PRODUCT DETAILS – BORRELIA BURGDORFERI GARINII ANTIBODY (CLONE BG14)
- Mouse anti-B. burgdorferi garinii IgG 1 monoclonal antibody (clone Bg14).
- Greater than 95% purity by SDS-PAGE and buffered in PBS, ph7.4.
- Suitable for use in ELISA, Western blotting and immunofluorescence applications.
BACKGROUND
Borrelia burgdorferi garinii is a spirochete belonging to the Borrelia burgdorferi sensu lato species complex of spirochetes. It is a member of the genus Borrelia of the family Spirochaetaceae. In nature, spirochetes are maintained in a transmission cycle between hard ticks of the Ixodes species and a reservoir of small to medium sized vertebrate, and in some cases birds. In humans, infection occurs through the bite of a tick infected with the spirochete. Infection with B.burgdorferi in humans can cause the condition known as Lymes disease or Lyme borreliosis. Five Borrelia species have been reported to infect humans including B. burgdorferi sensu stricto in North America and Europe, B. garinii, B. bavariensis, B. afzelii in Europe and Asia, and B. spielmanii in Europe. B. afzelii and B. garinii account for most cases of Lymes disease in Europe (Wang, G), which are transmitted by the hard tick Ixodes Ricinus and maintained in small vertebrates and birds.

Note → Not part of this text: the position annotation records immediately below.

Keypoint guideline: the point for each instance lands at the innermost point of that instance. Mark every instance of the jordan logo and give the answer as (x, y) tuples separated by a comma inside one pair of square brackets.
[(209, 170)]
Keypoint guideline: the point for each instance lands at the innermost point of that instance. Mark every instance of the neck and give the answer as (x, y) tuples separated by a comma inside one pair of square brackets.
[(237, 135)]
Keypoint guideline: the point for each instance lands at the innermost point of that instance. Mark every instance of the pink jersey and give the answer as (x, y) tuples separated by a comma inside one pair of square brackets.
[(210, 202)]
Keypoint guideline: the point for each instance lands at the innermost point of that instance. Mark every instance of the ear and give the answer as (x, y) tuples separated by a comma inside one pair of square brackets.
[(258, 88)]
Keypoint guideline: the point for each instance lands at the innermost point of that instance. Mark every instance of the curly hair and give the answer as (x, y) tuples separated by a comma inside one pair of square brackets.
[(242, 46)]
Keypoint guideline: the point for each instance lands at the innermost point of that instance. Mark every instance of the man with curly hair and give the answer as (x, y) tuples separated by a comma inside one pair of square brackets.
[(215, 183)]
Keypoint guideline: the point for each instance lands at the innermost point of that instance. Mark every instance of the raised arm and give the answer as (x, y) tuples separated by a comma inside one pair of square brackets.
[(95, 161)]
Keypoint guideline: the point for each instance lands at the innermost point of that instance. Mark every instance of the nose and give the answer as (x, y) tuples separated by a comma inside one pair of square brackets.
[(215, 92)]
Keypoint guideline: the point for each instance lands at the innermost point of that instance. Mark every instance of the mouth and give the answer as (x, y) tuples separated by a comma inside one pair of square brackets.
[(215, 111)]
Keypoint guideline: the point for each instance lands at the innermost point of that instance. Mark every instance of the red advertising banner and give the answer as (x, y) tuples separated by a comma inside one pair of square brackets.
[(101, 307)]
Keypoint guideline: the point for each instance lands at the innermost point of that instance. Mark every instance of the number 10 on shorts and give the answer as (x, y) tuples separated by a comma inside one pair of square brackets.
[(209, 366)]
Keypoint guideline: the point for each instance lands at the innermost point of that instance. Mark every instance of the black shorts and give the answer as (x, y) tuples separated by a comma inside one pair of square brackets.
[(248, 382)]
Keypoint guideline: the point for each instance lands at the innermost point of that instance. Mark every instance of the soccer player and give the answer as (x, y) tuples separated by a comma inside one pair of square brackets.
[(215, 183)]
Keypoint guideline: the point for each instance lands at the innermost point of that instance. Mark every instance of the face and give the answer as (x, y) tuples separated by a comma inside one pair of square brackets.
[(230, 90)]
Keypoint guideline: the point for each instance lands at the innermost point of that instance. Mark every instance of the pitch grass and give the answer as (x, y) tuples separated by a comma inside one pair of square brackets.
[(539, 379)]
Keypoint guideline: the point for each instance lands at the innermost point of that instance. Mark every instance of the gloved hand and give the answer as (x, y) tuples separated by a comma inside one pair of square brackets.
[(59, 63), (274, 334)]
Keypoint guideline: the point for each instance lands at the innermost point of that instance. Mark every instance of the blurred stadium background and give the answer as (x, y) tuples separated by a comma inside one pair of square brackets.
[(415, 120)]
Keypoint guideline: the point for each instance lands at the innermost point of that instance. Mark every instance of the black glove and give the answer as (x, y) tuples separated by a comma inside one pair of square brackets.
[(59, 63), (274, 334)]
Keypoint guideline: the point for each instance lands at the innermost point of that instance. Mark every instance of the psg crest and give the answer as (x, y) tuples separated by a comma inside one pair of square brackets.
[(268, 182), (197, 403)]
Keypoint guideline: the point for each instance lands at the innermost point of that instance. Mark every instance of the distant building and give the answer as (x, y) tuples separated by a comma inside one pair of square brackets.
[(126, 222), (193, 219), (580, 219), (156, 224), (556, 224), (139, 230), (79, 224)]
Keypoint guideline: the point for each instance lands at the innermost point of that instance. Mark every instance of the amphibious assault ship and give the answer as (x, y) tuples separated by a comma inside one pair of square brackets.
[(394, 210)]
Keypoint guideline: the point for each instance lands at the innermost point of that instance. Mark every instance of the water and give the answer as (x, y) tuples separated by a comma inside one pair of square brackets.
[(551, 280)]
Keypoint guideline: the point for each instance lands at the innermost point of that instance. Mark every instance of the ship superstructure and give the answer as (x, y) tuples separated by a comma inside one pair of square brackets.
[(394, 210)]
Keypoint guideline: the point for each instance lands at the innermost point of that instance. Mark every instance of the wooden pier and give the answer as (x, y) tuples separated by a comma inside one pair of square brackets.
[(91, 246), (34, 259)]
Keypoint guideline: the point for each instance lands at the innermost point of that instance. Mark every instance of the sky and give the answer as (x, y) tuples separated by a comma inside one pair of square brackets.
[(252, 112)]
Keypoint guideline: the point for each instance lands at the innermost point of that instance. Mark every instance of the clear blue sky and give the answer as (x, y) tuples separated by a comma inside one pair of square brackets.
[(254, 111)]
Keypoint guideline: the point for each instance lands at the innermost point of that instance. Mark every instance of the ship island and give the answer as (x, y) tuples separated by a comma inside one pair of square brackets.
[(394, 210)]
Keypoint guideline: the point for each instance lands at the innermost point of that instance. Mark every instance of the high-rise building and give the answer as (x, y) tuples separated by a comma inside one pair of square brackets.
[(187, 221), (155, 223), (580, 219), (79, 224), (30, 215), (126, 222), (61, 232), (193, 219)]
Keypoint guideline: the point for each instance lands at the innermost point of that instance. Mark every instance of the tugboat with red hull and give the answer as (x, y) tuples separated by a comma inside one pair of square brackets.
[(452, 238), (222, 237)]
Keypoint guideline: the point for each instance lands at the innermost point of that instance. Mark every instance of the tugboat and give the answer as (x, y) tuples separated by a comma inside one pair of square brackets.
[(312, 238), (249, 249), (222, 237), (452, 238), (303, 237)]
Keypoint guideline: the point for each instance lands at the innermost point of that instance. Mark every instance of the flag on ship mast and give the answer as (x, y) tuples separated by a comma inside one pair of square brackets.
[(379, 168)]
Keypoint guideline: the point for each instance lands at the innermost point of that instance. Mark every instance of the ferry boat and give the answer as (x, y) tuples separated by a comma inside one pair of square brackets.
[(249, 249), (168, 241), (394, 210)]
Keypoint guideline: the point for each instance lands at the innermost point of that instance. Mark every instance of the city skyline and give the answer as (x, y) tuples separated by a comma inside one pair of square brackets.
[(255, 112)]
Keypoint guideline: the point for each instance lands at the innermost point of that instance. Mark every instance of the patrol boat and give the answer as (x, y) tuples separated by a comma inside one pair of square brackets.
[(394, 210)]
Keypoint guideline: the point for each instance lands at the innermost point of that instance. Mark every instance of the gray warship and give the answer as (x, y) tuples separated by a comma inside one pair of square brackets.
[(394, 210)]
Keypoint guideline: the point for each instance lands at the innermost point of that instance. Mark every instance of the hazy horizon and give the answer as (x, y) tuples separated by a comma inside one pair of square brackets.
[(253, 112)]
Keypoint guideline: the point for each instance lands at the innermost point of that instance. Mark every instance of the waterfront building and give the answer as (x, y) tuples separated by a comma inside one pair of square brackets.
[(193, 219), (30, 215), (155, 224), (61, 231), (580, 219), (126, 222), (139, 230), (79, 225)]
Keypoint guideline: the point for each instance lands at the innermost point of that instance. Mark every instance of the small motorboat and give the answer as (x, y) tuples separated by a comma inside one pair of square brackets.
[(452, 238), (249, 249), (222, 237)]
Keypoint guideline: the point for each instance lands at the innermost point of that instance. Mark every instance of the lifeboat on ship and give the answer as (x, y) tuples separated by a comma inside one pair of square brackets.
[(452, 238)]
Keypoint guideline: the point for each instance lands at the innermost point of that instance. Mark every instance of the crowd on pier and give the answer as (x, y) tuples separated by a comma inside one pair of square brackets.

In humans, the most common clinical manifestation of infection is a large red rash, referred to as erythema migrans, which can vary in size and appearance. Additional symptoms include fever, chills, headache, fatigue, joint pains and swollen lymph nodes. However, in some severe cases, the infection may spread to joints, nervous system or heart and clinical symptoms including neck stiffness, arthritis, facial palsy, heart palpitations, nerve pain, numbness and memory loss may develop (CDC). Erythema migrans generally resolves without treatment. However, patients with Lyme disease are often treated with antibiotics to prevent dissemination and potential development of more severe clinical symptoms. Currently, no licensed vaccine to prevent Borrelia burgdorferi infection is available.
REFERENCES
- Wang G, Liveris D, Mukherjee P, Jungnick S, Margos G, Schwartz I. 2014. Molecular Typing of Borrelia burgdorferi. Curr Protoc Microbiol. Aug 1;34:12C.5.1-31
- Centers for Disease Control and Prevention: Lyme Disease.